Undangan klarifikasi NO B/200/III/RES/5.5/2025/Dit Reskimsus dan NO B/201/III/RES/5.5/2025/Dit Reskrimsus terkait unjuk rasa di PT Nusa Halmahera Mineral (NHM) 5 Maret 2025 lalu.
Lukman Harun, penasihat hukum Muamar dan Bambang dalam releasenya mengatakan, dalam klarifikasi yang disampaikan kleinnya di hadapan penyidik bahwa unjuk rasa yang mereka lakukan merupakan bentuk kekecewaan atau keresahan para pekerja yang hak-haknya tidak dipenuhi PT NHM.
Direktur LBH Marimoi ini menyampaikan, unjuk rasa tersebut menuntut pembayaran gaji karyawan yang sudah tertunggak selama tiga bulan.
“Demikian juga gaji karyawan yang dirumahkan berdasarkan memo yang dikeluarkan pihak manajemen NHM, karyawan akan tetap menerima upah senilai Rp 6 juta per bulan. Namun, faktanya yang mereka terima tidak sesuai. Ada yang hanya dibayar Rp1,5 juta. Ada yang dibayar Rp 3 juta. Itupun dibayar tidak setiap bulan, melainkan dua atau tiga bulan sekali.

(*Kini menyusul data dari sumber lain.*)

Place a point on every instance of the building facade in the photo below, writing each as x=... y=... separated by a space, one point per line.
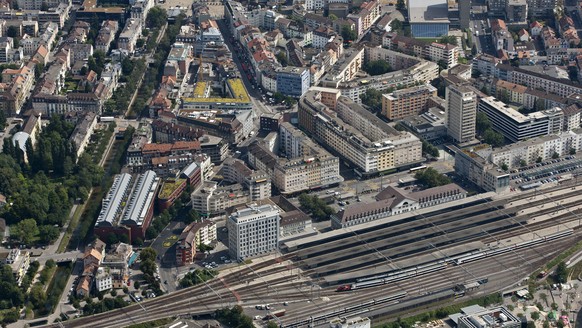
x=407 y=102
x=253 y=231
x=461 y=114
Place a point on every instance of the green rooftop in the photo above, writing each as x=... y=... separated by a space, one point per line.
x=169 y=186
x=236 y=86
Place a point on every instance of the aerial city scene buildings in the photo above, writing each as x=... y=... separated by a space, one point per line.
x=300 y=163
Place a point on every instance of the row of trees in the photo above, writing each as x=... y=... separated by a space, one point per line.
x=432 y=178
x=318 y=208
x=37 y=201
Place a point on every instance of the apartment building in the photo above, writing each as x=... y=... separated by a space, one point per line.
x=83 y=132
x=257 y=182
x=473 y=164
x=407 y=102
x=293 y=81
x=128 y=206
x=356 y=134
x=106 y=35
x=313 y=168
x=461 y=113
x=476 y=316
x=212 y=200
x=410 y=70
x=447 y=53
x=253 y=230
x=193 y=235
x=516 y=126
x=541 y=148
x=128 y=37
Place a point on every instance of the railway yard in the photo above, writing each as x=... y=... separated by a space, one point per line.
x=385 y=267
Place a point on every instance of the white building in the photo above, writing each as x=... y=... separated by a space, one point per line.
x=516 y=126
x=446 y=52
x=461 y=113
x=103 y=280
x=253 y=230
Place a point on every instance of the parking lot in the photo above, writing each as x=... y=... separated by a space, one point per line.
x=550 y=171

Belum lagi ANUALIVE, BPJS, THR dan biaya tunjangan pendidikan yang belum dibayarkan,” kata Lukman dalam rilisnya diterima redaksi pojoklima.com, Rabu (19/3/2025).

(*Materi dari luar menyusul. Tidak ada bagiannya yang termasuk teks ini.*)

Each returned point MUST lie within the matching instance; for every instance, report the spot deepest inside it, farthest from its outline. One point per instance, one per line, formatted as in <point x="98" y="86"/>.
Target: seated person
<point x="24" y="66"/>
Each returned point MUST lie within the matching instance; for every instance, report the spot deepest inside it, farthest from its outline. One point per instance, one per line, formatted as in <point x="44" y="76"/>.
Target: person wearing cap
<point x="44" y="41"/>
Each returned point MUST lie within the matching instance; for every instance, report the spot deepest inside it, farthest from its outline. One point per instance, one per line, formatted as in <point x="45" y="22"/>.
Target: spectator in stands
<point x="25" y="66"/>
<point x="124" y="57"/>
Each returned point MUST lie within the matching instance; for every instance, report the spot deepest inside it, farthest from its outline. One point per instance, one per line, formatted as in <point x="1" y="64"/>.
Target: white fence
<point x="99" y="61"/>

Menurut Lukman, unjuk rasa yang dilakukan tidak bernaksud menghalang-halangi aktivitas perusahaan.
Lukman mempertanyakan jika laporan pihak NHM bahwa unjuk rasa tersebut dilakukan di area obyek vital nasional (front gate), mengapa pihak perusahaan tidak melaporkan para pengunjuk rasa lain yang melakukan aksi pada 13 Maret 2025.

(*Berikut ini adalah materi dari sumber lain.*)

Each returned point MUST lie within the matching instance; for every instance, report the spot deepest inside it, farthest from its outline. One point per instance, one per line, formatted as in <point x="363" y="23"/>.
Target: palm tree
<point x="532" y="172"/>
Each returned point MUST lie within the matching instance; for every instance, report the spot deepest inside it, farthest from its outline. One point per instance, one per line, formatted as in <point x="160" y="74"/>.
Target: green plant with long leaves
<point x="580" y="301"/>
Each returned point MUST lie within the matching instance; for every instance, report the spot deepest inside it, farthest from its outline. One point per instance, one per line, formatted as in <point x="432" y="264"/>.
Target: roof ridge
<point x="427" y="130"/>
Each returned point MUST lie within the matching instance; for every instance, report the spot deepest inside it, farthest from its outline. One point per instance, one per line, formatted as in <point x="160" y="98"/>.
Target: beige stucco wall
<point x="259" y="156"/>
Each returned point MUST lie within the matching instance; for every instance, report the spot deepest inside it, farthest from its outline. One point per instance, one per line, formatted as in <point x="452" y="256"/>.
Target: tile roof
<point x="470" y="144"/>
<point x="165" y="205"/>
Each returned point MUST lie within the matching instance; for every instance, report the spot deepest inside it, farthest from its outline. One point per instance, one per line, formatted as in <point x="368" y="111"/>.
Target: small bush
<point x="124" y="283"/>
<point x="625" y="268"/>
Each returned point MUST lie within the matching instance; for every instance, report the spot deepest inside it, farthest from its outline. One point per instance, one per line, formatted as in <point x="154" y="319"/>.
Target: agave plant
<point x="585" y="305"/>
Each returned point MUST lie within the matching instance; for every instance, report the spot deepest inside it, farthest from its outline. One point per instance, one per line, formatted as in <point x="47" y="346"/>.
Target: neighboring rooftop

“Toh sama-sama lokasinya depan front gate NHM,” singkatnya.
Lukman bahkan kecewa atas tindakan pihak NHM atau Haji Robert yang merespon unjuk rasa dengan ancaman kriminalisasi.
“Menyampaikan pendapat di muka umum itu dilindungi undang-undang, apalagi penyampaian pendapat tersebut berjalan aman, tidak ada chaos. Harusnya selaku pimpinan bijaksana menanggapi aksi unjuk rasa. Sudah tidak membayar hak-hak karyawan, masa mau pidanakan karyawannya juga,” kesalnya.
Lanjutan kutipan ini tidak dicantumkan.